Australische Regierung räumt Scheitern von Hilfsprogrammen für Aborigines ein.

Mit Blick auf die anhaltende Gerechtigkeitslücke zwischen australischen Aborigines und anderen Staatsbürgern hat die Regierung in Canberra von einer "nationalen Schande" gesprochen. Nur zwei der sieben wichtigsten Maßnahmen der Regierung, mit denen das Leben von Ureinwohnern in Australien verbessert werden soll, zeigten Wirkung, räumte Premierminister Scott Morrison am Mittwoch ein. Im Vergleich zum vergangenen Jahr habe es keine Fortschritte gegeben.

Zwar gingen mehr Kinder aus Aborigine-Familien zur Grundschule und machten ihren High-School-Abschluss als je zuvor, sagte Morrison. Allerdings lägen die tatsächlichen Anwesenheitsraten der Aborigine-Kinder immer noch deutlich hinter jenen von anderen australischen Schülern. 

Andere zentrale Vorhaben der Regierung zur Verbesserung der Lebensbedingungen für Aborigines - darunter die Reduzierung der Kindersterblichkeit, eine umfassende Alphabetisierung, die Erhöhung der Lebenserwartung und die Verringerung der Arbeitslosigkeit - sind laut Morrison gescheitert. Dies sei eine "nationale Wahrheit und eine nationale Schande", sagte der Regierungschef. Über Jahrzehnte habe der "Von-oben-nach-unten-Ansatz" der Regierung nicht die nötigen Verbesserungen gebracht. "Die Ergebnisse sind nicht gut genug".

Australiens früherer Premierminister Kevin Rudd hatte vor zwölf Jahren in einer historischen Entschuldigung an die australischen Ureinwohner jahrhundertelange politische und soziale Ungerechtigkeiten eingeräumt und die Initiative "Die Lücke schließen" gestartet. Ziel war es, die Lebensumstände von Aborigines auf das australische Durchschnittsniveau anzuheben. 

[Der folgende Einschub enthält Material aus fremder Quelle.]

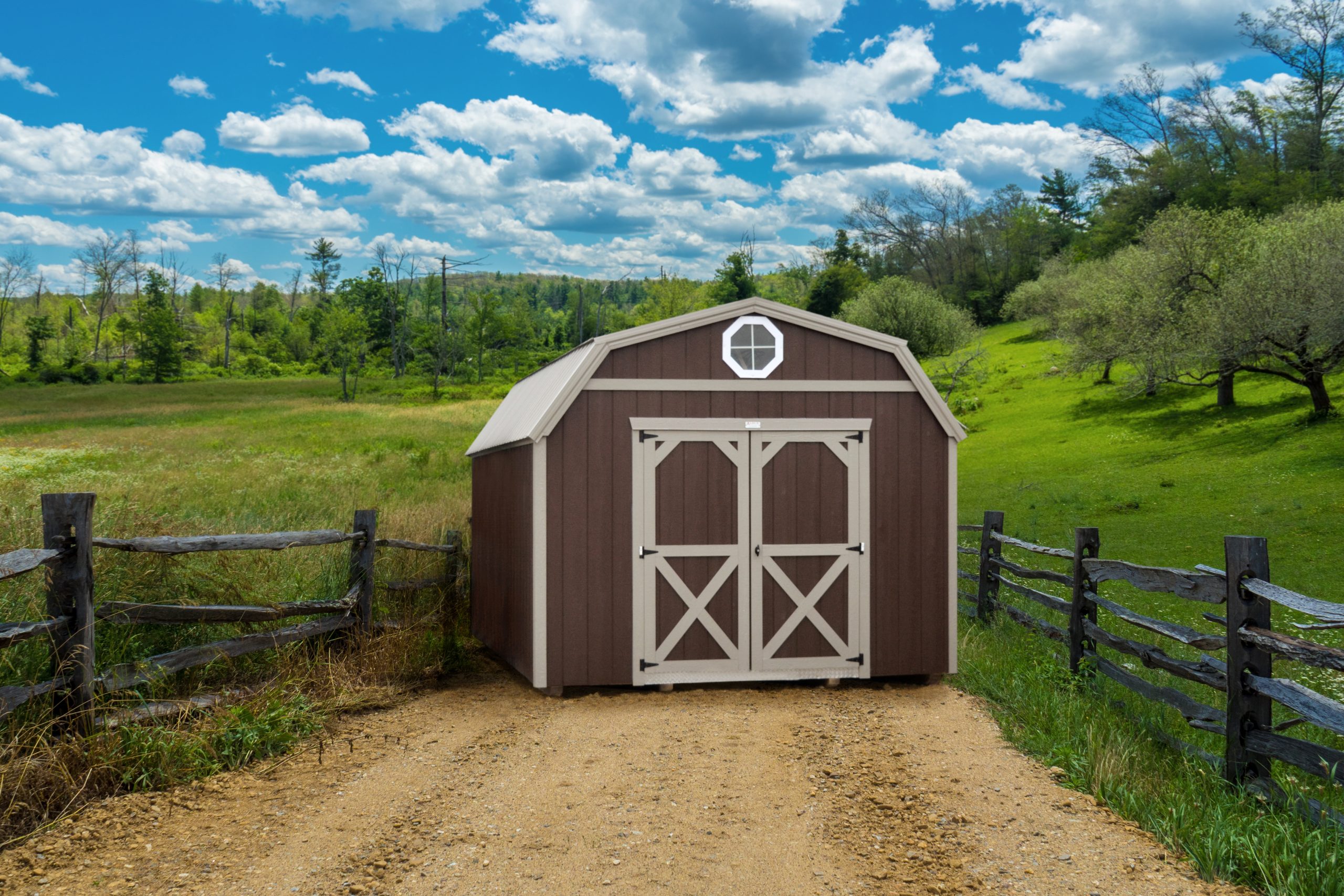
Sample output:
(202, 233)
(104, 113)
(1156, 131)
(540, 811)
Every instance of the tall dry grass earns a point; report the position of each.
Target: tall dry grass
(225, 457)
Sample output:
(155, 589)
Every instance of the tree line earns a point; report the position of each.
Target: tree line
(1205, 210)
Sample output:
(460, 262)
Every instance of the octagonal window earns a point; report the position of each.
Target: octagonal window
(753, 347)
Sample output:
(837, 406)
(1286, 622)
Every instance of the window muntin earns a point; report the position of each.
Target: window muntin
(753, 347)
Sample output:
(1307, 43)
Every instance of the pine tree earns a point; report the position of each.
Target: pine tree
(1059, 194)
(159, 333)
(326, 272)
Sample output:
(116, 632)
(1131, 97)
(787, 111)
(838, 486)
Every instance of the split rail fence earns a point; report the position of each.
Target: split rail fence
(1244, 679)
(71, 613)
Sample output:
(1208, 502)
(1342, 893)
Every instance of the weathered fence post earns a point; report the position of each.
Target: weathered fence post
(1246, 558)
(1086, 544)
(988, 549)
(362, 567)
(68, 525)
(452, 593)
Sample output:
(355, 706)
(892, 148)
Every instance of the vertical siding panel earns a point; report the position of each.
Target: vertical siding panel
(722, 405)
(817, 350)
(842, 359)
(624, 406)
(772, 405)
(577, 597)
(886, 519)
(555, 527)
(600, 512)
(502, 532)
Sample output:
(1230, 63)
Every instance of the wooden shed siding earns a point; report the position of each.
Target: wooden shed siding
(589, 515)
(698, 354)
(502, 554)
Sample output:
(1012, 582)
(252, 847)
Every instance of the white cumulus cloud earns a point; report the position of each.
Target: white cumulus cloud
(722, 70)
(73, 168)
(186, 87)
(340, 80)
(555, 145)
(1089, 45)
(998, 88)
(35, 230)
(421, 15)
(14, 71)
(185, 144)
(295, 131)
(1000, 152)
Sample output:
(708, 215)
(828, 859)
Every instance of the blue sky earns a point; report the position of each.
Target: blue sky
(581, 136)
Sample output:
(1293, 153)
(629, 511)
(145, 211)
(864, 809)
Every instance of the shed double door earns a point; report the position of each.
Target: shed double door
(750, 551)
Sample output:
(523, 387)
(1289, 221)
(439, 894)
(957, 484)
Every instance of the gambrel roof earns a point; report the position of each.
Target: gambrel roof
(538, 402)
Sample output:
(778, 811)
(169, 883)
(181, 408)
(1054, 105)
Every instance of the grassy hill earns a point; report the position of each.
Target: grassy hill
(1164, 479)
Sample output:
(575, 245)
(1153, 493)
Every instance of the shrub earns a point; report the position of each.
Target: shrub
(913, 312)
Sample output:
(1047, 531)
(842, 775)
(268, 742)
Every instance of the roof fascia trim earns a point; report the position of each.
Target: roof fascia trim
(604, 344)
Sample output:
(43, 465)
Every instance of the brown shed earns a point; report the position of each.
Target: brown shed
(750, 492)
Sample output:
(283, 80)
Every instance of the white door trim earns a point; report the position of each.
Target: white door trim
(854, 455)
(802, 424)
(750, 568)
(648, 660)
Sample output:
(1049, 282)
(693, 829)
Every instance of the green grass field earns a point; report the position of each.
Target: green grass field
(244, 456)
(1164, 479)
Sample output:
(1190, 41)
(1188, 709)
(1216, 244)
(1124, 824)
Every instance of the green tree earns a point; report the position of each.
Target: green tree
(343, 342)
(159, 343)
(1281, 311)
(736, 279)
(326, 262)
(915, 312)
(835, 287)
(484, 325)
(668, 296)
(1059, 195)
(39, 331)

Die Lebenserwartung von Aborigines liegt acht Jahre unter dem australischen Durchschnitt. Kinder aus Ureinwohner-Familien haben zudem ein doppelt so großes Risiko, vor ihrem fünften Geburtstag zu sterben. 

Die Ureinwohner lebten zehntausende Jahre vor Ankunft der britischen Kolonialherren vor 250 Jahren auf dem australischen Kontinent. Heute machen sie nur etwa drei Prozent der rund 25 Millionen Einwohner aus und sind die am meisten benachteiligte Gruppe des Landes.